Gradually, this has provided data on one million programs that have been trained since Soundsense Learn launched in the spring of 2018.
“It provides a huge data set to understand what the user wants in a specific situation. We had a tough time investigating this in detail before,” says Jens Brehm Bagger Nielsen.
Build a quick use case
Before getting started, Widex spent quite a bit of time internally discussing how to implement AI. Instead of gathering all available data, creating algorithms and implementing AI from there, they did the opposite.
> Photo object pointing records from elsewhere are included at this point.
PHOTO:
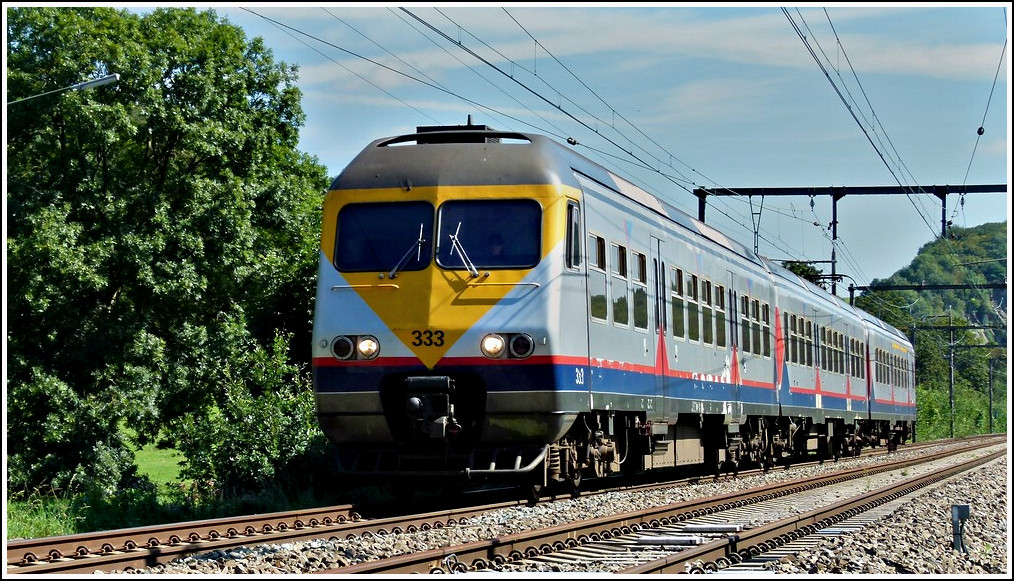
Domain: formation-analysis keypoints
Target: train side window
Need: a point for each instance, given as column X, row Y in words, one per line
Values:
column 678, row 316
column 824, row 357
column 620, row 287
column 840, row 352
column 720, row 315
column 693, row 314
column 597, row 302
column 640, row 280
column 744, row 323
column 573, row 235
column 809, row 343
column 707, row 322
column 793, row 340
column 862, row 365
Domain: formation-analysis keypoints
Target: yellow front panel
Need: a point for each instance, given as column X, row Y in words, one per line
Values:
column 433, row 307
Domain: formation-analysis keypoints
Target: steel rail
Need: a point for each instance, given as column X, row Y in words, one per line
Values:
column 719, row 554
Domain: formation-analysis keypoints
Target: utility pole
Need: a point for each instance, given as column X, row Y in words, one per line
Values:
column 837, row 193
column 950, row 374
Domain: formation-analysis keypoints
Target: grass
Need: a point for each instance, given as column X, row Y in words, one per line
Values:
column 42, row 515
column 161, row 466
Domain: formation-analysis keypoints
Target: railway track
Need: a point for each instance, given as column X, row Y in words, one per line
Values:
column 145, row 547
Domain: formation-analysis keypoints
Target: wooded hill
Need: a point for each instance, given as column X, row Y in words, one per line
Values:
column 966, row 257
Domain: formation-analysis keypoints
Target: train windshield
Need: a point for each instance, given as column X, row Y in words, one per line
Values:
column 490, row 234
column 385, row 237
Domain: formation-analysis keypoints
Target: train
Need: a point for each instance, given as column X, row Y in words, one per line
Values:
column 495, row 306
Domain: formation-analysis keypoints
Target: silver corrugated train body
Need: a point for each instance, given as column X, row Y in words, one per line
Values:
column 492, row 304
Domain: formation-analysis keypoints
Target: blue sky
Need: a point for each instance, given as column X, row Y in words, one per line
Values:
column 706, row 95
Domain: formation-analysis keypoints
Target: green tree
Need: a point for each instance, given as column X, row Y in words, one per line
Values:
column 161, row 234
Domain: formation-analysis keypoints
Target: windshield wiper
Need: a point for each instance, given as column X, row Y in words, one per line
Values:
column 417, row 245
column 455, row 243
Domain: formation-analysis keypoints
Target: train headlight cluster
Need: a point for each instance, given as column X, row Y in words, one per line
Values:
column 515, row 346
column 493, row 346
column 355, row 347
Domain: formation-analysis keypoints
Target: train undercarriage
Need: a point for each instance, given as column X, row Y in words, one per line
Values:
column 605, row 443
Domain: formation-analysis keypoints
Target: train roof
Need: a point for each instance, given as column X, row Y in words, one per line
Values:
column 545, row 156
column 375, row 166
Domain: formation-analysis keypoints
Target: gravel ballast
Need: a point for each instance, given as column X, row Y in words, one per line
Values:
column 916, row 538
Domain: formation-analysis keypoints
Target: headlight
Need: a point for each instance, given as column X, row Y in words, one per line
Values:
column 493, row 346
column 368, row 347
column 521, row 346
column 342, row 348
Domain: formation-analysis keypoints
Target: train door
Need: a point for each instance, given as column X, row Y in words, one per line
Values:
column 659, row 276
column 735, row 402
column 576, row 264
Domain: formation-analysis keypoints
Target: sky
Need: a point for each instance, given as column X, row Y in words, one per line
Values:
column 678, row 96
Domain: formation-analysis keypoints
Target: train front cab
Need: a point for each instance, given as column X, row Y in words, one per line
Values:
column 472, row 374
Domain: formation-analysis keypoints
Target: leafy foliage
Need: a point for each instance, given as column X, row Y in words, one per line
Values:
column 943, row 322
column 161, row 243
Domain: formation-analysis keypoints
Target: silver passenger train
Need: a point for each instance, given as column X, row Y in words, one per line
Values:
column 493, row 305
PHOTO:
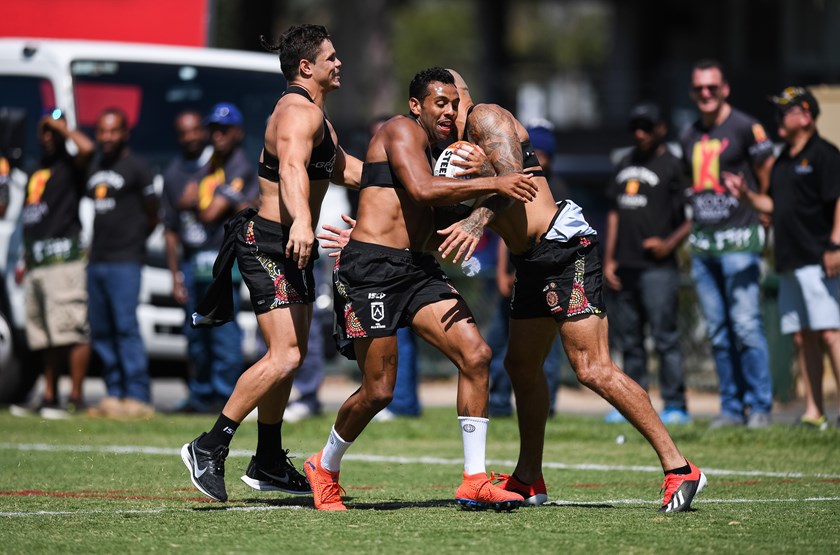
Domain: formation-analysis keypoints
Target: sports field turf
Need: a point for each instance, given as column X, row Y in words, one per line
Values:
column 92, row 486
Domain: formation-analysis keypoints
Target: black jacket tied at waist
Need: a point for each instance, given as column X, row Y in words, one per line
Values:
column 216, row 308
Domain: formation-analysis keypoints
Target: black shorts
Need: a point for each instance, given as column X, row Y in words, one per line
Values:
column 379, row 289
column 558, row 280
column 272, row 279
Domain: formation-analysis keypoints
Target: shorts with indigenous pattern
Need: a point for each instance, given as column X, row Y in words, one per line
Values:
column 379, row 289
column 558, row 280
column 273, row 279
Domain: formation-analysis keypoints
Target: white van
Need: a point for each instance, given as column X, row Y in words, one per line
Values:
column 152, row 83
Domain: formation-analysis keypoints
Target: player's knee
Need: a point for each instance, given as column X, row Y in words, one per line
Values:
column 283, row 365
column 478, row 358
column 379, row 397
column 592, row 374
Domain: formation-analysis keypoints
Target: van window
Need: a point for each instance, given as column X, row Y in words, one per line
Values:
column 29, row 98
column 152, row 94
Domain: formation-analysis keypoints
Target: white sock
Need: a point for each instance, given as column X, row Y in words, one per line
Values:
column 474, row 435
column 333, row 451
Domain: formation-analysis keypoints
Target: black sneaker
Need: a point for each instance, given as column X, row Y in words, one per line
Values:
column 207, row 468
column 281, row 477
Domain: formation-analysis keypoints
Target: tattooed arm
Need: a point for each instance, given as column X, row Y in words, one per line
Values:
column 494, row 129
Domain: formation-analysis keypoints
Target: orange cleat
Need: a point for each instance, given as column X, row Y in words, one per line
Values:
column 534, row 494
column 680, row 490
column 477, row 493
column 325, row 489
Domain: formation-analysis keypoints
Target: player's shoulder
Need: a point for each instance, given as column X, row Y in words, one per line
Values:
column 489, row 111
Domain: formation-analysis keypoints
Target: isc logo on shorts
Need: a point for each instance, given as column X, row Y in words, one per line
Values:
column 377, row 314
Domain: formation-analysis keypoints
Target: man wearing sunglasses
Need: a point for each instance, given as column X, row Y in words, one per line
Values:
column 645, row 225
column 803, row 198
column 726, row 241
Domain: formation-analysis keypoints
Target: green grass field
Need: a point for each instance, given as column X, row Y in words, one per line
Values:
column 92, row 486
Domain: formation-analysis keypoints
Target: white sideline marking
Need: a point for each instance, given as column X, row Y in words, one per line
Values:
column 559, row 503
column 142, row 511
column 562, row 502
column 172, row 451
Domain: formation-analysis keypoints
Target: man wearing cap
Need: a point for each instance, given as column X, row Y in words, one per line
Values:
column 803, row 198
column 126, row 212
column 726, row 242
column 645, row 225
column 55, row 293
column 228, row 185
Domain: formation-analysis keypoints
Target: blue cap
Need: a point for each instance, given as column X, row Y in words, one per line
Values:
column 224, row 113
column 542, row 138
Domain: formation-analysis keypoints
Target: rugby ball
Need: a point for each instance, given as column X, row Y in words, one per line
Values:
column 445, row 168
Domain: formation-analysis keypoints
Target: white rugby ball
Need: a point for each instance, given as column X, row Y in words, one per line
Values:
column 445, row 168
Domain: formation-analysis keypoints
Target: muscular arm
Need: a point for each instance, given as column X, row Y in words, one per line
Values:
column 406, row 149
column 84, row 145
column 296, row 130
column 494, row 129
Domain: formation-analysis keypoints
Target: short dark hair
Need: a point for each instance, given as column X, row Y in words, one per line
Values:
column 299, row 42
column 115, row 111
column 419, row 86
column 709, row 63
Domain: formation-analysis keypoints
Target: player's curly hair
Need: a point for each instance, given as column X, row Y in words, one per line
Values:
column 299, row 42
column 419, row 86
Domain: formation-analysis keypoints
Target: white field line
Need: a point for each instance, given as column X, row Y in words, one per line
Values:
column 173, row 451
column 559, row 503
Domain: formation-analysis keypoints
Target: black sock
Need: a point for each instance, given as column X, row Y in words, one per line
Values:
column 269, row 442
column 681, row 470
column 221, row 434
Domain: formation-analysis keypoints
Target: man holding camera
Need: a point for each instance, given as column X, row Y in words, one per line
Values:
column 56, row 297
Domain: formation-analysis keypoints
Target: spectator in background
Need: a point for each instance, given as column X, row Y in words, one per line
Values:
column 803, row 199
column 56, row 299
column 181, row 227
column 541, row 134
column 208, row 197
column 5, row 172
column 726, row 241
column 125, row 208
column 645, row 225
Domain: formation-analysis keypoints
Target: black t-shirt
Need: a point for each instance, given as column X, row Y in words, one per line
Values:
column 120, row 190
column 648, row 192
column 51, row 207
column 5, row 171
column 235, row 179
column 805, row 189
column 720, row 222
column 184, row 223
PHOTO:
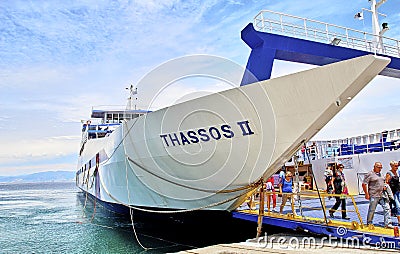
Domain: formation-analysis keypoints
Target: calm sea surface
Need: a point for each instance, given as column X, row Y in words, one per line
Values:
column 53, row 218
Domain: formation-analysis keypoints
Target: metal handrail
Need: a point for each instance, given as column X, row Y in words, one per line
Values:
column 323, row 32
column 314, row 195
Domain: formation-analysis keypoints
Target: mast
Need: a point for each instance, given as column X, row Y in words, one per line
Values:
column 130, row 104
column 376, row 30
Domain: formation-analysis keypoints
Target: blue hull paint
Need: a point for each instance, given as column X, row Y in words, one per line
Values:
column 267, row 46
column 320, row 229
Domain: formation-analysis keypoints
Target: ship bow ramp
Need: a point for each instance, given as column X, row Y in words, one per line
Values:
column 206, row 152
column 310, row 99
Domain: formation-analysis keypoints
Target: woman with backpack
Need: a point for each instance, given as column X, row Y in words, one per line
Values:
column 392, row 179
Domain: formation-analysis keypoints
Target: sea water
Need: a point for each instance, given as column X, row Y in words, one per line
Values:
column 59, row 218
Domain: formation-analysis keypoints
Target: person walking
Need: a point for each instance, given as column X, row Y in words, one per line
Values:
column 286, row 190
column 270, row 192
column 339, row 187
column 329, row 180
column 392, row 179
column 373, row 186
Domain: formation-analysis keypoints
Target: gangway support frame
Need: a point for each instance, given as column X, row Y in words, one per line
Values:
column 265, row 47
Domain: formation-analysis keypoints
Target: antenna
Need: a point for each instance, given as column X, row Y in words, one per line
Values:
column 376, row 30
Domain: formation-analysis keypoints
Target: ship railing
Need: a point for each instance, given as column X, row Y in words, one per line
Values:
column 306, row 202
column 371, row 143
column 303, row 28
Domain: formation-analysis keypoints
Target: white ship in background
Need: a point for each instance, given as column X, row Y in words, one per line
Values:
column 211, row 152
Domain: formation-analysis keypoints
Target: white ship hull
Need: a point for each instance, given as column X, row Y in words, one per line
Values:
column 209, row 153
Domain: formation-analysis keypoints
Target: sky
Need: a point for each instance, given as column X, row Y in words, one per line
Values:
column 60, row 58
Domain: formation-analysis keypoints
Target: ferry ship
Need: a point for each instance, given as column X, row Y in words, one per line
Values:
column 212, row 152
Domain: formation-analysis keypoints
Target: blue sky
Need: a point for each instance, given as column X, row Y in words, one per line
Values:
column 60, row 58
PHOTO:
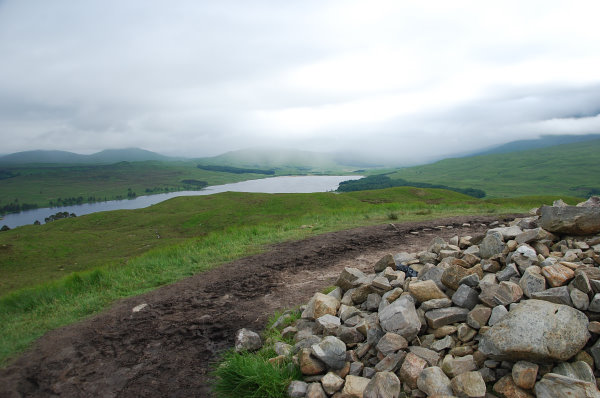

“Our experience is that, rather than seeing what data we might want to work with, it is more important to see what data you have to get started on and then get a use case built. It’s the startup way: use what’s already there, then look at what makes sense to collect.”
According to Jens Brehm Bagger Nielsen, this should be the go-to approach for AI and Machine Learning in Denmark.
“We will never be Google or Facebook. And we should not aim for it. With their huge data volumes, they develop their algorithms differently than us. We can apply a European mindset. Everything has a smaller scale here, and this is why we have to work with other tools and algorithms. We should not copy Google but do something that makes sense here,” he says.
Dirty hands over brilliant ideas
WS Audiology works with both anonymized data and health data, which requires the user to authorize the use of their data actively. It’s a valuable experience that is essential to safeguarding user trust when collecting their data.
Legal and security policies must be in place, but it is also a good idea to go beyond these steps, even when the data set is small initially.
“Start small and know what you’re doing. Everything must be safe and proper. But you can’t think of everything from the start. It is much more expensive to wait for the brilliant idea than to get your hands dirty right away.”
Even though AI staff come with their toolbox of high-quality skills from their time at university, Jens’s experience has shown that you learn a lot from working with Machine Learning in practice.
“It’s a different discipline than a company like us is used to. We are used to reducing risk a lot before we start. But in our department, it is better to execute on some level than to postpone,” he says.
Aim for moon and land amongst the stars
Jens Brehm Bagger Nielsen is convinced that AI will continue to grow at WS Audiology. He does not get into specifics of what is in the pipeline of data, machine learning and AI.
But this maybe because it’s hard to predict what an algorithm that learns from data will be able to do in the long run.
“It is easier to predict the result of working on a new noise reduction tool. Not because the error rate here with us is more significant. But you often get a different result than you imagine, “ says Jens Brehm Bagger Nielsen, comparing it with a planned trip to the moon that instead lands amongst the stars, which is better than not attempting the launch at all.
Jens’ advice on working with AI?
“That’s why it’s just about getting started. Get your hands dirty. Fail fast and learn fast. You can’t spend a year figuring out something that ends up somewhere other than your thesis was. You need to know that faster.”